Everybody has one of those days. But when this employee chose to blow off some steam on Facebook, it got him and four co-workers fired. Was that company’s move legal?
You’d be hard pressed to find anyone who doesn’t tweet, post or LinkedIn these days. Social networking is here to stay. And while some employers limit or even prohibit whether it’s done on the job, they can’t do much about what you say after hours …
… or can they? One employer recently decided it could and when it didn’t like what it saw, it fired five of its people.
Take a look at the facts of this case and the historic ruling that went a long with it.
An employee jumped online after a hard day at the office. This person e-complained about a co-worker who accused him of slacking on the job and not pulling his own weight. Soon, several other co-workers joined in the gripe session, even calling the other individual some less-than-kind names.
When the company got wind of it, it fired all five of the employees in the thread, saying they violated its cyber-bullying policy.
One of those employees lodged a complaint with the National Labor Relations Board (NLRB). And recently the board issued a ruling – the first of its kind.
The NLRB ruled it was illegal for the company to fire the employees. The judge ordered the company to reinstate all five people, with back pay.

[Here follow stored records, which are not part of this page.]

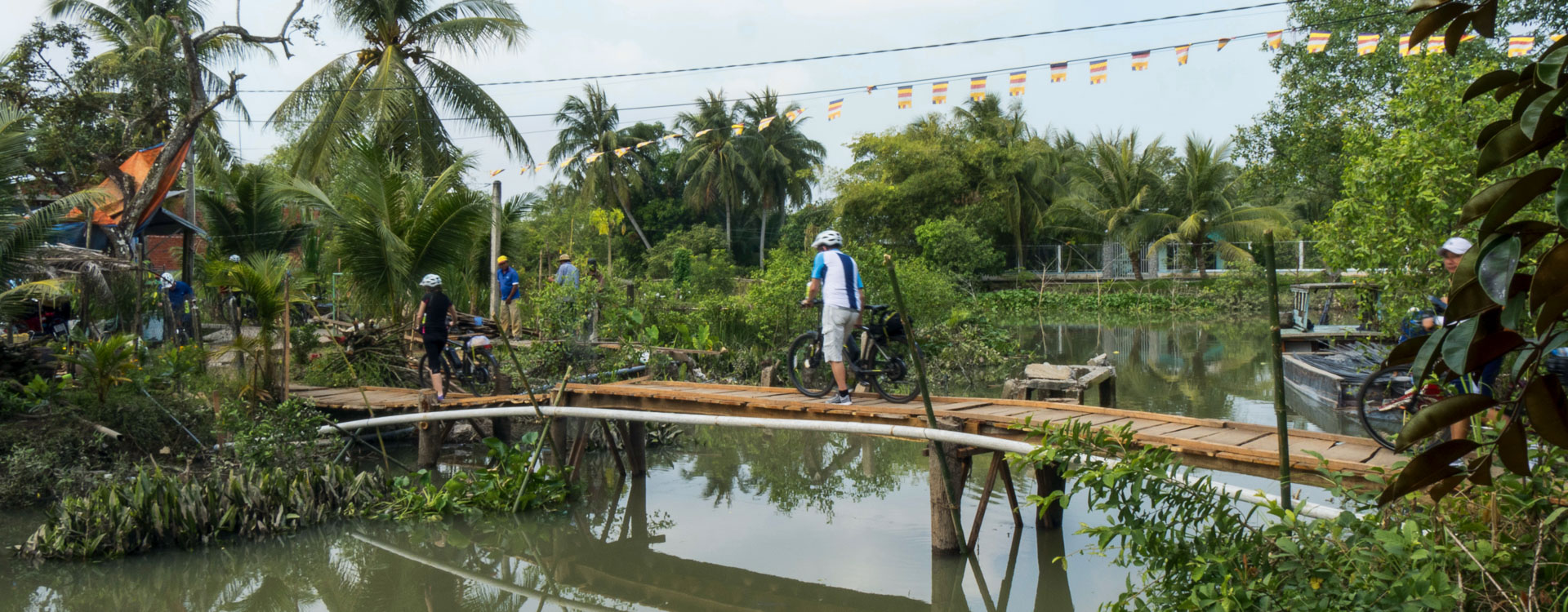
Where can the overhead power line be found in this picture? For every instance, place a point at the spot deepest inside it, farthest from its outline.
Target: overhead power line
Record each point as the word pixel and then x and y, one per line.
pixel 831 91
pixel 830 55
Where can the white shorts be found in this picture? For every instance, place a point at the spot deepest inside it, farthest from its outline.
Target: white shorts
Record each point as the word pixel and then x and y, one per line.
pixel 835 327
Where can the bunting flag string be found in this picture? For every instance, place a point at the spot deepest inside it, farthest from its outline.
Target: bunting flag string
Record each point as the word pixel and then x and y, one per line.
pixel 1097 71
pixel 1140 61
pixel 1368 44
pixel 1317 39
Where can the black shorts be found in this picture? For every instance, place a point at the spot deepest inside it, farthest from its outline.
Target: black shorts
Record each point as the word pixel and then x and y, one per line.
pixel 434 344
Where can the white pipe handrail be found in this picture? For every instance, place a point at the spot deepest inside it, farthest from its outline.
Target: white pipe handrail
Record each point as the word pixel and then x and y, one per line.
pixel 1239 494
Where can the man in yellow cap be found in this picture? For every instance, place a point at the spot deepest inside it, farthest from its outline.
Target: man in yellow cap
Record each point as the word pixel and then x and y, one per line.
pixel 510 290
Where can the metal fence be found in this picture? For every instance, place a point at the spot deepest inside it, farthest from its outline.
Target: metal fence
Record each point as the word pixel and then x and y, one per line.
pixel 1109 260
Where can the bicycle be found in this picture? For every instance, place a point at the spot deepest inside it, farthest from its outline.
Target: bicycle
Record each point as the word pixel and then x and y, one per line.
pixel 884 363
pixel 470 363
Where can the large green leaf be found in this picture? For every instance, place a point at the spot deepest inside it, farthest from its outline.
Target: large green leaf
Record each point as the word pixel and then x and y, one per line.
pixel 1440 415
pixel 1542 105
pixel 1499 259
pixel 1428 468
pixel 1490 82
pixel 1457 344
pixel 1518 196
pixel 1551 274
pixel 1544 400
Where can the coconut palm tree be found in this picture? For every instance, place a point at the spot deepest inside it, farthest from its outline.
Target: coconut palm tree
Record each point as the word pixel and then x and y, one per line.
pixel 395 90
pixel 1116 188
pixel 590 126
pixel 782 157
pixel 714 165
pixel 245 215
pixel 1205 210
pixel 390 226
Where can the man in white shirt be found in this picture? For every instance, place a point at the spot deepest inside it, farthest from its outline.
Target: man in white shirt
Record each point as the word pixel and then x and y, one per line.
pixel 838 277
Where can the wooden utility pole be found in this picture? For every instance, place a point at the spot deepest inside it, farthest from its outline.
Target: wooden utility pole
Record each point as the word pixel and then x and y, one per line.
pixel 496 249
pixel 1276 363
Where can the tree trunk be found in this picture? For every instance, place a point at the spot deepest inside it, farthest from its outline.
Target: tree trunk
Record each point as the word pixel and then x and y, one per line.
pixel 763 243
pixel 626 209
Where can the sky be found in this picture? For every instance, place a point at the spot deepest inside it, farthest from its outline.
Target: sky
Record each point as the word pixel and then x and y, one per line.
pixel 1211 95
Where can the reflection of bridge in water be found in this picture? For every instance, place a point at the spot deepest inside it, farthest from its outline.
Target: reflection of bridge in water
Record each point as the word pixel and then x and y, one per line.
pixel 618 564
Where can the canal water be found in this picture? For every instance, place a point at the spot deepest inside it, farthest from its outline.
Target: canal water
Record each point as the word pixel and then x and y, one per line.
pixel 728 520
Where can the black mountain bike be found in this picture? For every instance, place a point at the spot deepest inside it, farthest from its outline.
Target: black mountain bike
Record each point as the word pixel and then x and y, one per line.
pixel 886 362
pixel 470 366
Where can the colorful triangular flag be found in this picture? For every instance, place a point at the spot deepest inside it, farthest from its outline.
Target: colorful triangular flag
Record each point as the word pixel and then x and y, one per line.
pixel 1317 41
pixel 1520 46
pixel 1366 42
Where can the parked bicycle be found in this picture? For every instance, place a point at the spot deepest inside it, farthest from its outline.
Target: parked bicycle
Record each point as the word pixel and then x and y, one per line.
pixel 470 363
pixel 886 362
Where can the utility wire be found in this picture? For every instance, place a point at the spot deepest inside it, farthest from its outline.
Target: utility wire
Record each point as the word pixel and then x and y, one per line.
pixel 831 55
pixel 828 91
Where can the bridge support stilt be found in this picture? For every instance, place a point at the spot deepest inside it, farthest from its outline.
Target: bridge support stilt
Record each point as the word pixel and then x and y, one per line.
pixel 944 534
pixel 1048 479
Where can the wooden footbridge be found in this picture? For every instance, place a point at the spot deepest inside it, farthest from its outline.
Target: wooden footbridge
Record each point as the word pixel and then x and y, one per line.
pixel 1206 443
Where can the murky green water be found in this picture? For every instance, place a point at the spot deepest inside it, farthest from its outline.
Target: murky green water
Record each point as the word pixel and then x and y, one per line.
pixel 731 520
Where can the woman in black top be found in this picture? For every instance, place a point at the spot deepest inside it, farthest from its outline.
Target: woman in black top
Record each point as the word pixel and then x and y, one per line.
pixel 433 315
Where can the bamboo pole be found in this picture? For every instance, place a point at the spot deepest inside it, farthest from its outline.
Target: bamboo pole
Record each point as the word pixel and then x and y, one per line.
pixel 1276 363
pixel 925 398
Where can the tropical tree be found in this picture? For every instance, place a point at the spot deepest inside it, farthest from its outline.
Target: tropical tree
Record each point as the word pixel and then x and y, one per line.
pixel 390 226
pixel 1205 210
pixel 782 157
pixel 1116 188
pixel 245 215
pixel 395 90
pixel 712 162
pixel 588 129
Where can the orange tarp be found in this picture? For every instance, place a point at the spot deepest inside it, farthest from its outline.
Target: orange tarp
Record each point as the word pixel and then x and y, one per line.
pixel 137 166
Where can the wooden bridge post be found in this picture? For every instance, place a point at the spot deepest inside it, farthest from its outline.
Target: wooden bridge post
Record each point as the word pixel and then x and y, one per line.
pixel 501 426
pixel 944 535
pixel 1048 479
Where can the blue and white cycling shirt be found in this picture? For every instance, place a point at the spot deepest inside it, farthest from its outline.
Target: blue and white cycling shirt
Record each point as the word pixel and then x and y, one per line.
pixel 840 279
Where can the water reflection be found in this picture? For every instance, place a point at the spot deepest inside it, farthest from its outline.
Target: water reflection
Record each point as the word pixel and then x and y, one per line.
pixel 742 520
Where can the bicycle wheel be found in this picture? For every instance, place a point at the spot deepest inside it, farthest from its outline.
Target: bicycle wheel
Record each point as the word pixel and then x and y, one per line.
pixel 1387 401
pixel 893 362
pixel 808 370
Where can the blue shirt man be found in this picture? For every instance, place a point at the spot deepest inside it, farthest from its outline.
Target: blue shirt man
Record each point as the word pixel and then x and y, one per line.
pixel 567 274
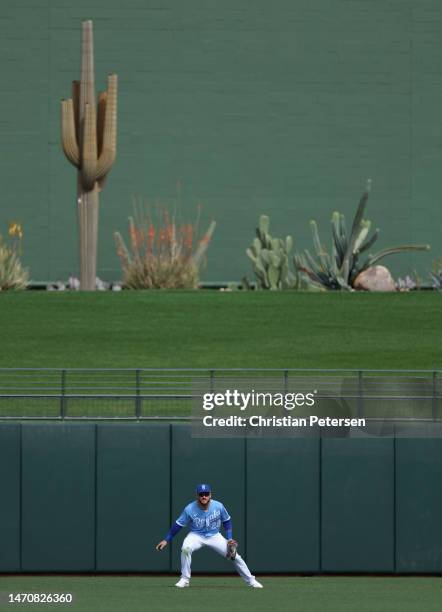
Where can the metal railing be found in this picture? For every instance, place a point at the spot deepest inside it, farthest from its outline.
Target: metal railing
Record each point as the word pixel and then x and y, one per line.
pixel 155 394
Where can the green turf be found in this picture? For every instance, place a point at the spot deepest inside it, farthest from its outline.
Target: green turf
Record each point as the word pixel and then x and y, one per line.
pixel 221 329
pixel 217 594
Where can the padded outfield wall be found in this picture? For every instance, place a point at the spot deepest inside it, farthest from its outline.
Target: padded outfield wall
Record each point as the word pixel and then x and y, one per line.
pixel 256 107
pixel 98 497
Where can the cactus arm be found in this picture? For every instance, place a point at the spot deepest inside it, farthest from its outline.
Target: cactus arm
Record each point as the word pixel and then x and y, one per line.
pixel 338 238
pixel 76 103
pixel 101 112
pixel 109 149
pixel 89 156
pixel 87 83
pixel 68 137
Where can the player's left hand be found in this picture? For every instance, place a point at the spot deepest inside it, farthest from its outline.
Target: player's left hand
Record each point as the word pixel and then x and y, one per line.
pixel 231 549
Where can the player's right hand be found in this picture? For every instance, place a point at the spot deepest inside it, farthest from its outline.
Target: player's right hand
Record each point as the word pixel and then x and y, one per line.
pixel 161 545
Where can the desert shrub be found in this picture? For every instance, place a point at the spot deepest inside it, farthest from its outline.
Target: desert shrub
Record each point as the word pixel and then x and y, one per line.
pixel 162 252
pixel 12 273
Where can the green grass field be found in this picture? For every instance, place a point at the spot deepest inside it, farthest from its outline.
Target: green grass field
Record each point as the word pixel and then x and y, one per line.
pixel 217 594
pixel 220 330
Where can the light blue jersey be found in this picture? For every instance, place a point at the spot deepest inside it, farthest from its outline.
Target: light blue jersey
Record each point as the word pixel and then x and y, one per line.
pixel 205 523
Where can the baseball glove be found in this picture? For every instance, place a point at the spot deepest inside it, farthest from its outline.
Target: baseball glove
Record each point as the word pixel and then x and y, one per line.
pixel 231 549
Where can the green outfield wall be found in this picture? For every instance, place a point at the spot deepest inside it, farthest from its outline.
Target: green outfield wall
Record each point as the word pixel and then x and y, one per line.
pixel 98 497
pixel 256 107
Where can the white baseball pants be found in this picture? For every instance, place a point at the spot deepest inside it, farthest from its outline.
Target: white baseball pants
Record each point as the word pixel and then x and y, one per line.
pixel 218 543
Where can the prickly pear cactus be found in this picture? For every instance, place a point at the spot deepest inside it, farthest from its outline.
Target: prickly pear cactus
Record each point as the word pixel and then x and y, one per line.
pixel 270 259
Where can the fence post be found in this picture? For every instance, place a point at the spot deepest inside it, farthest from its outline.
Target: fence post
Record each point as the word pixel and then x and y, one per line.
pixel 63 395
pixel 360 395
pixel 434 398
pixel 137 394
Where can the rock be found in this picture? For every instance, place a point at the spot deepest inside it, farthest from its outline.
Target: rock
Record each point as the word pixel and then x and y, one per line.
pixel 375 278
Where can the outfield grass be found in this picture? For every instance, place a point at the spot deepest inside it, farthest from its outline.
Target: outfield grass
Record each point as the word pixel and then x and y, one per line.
pixel 221 329
pixel 218 594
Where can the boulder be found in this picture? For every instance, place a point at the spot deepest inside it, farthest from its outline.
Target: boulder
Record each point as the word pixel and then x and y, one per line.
pixel 375 278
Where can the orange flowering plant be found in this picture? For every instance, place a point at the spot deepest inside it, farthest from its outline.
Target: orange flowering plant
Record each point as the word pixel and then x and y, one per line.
pixel 12 274
pixel 162 252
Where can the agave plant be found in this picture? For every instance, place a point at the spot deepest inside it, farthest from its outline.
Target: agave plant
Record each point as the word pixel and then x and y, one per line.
pixel 339 269
pixel 436 275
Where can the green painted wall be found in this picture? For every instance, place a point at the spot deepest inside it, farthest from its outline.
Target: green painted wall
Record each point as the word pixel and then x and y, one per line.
pixel 98 497
pixel 254 107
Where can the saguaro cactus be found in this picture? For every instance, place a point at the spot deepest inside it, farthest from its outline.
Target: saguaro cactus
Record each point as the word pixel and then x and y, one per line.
pixel 89 139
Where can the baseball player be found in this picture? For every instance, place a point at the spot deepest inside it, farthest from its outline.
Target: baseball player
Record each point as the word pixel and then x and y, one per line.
pixel 204 516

So what made the move illegal? Employees have the right to talk about “their terms and conditions of their employment” on social networking sites, like Facebook.
And while these employees complained about their co-worker in their Facebook posts, because the thread discussed employees’ “job performance and staffing levels,” it was not a considered fireable offense.
The company made a mistake here and had to make it right.
Yes, this is the first ruling of its kind on Facebook by the NLRB. But don’t expect it to be the last.
And while your company can limit how these tools are used on company time, you have to tread very carefully when it comes to disciplining staffers for their cyber-exploits.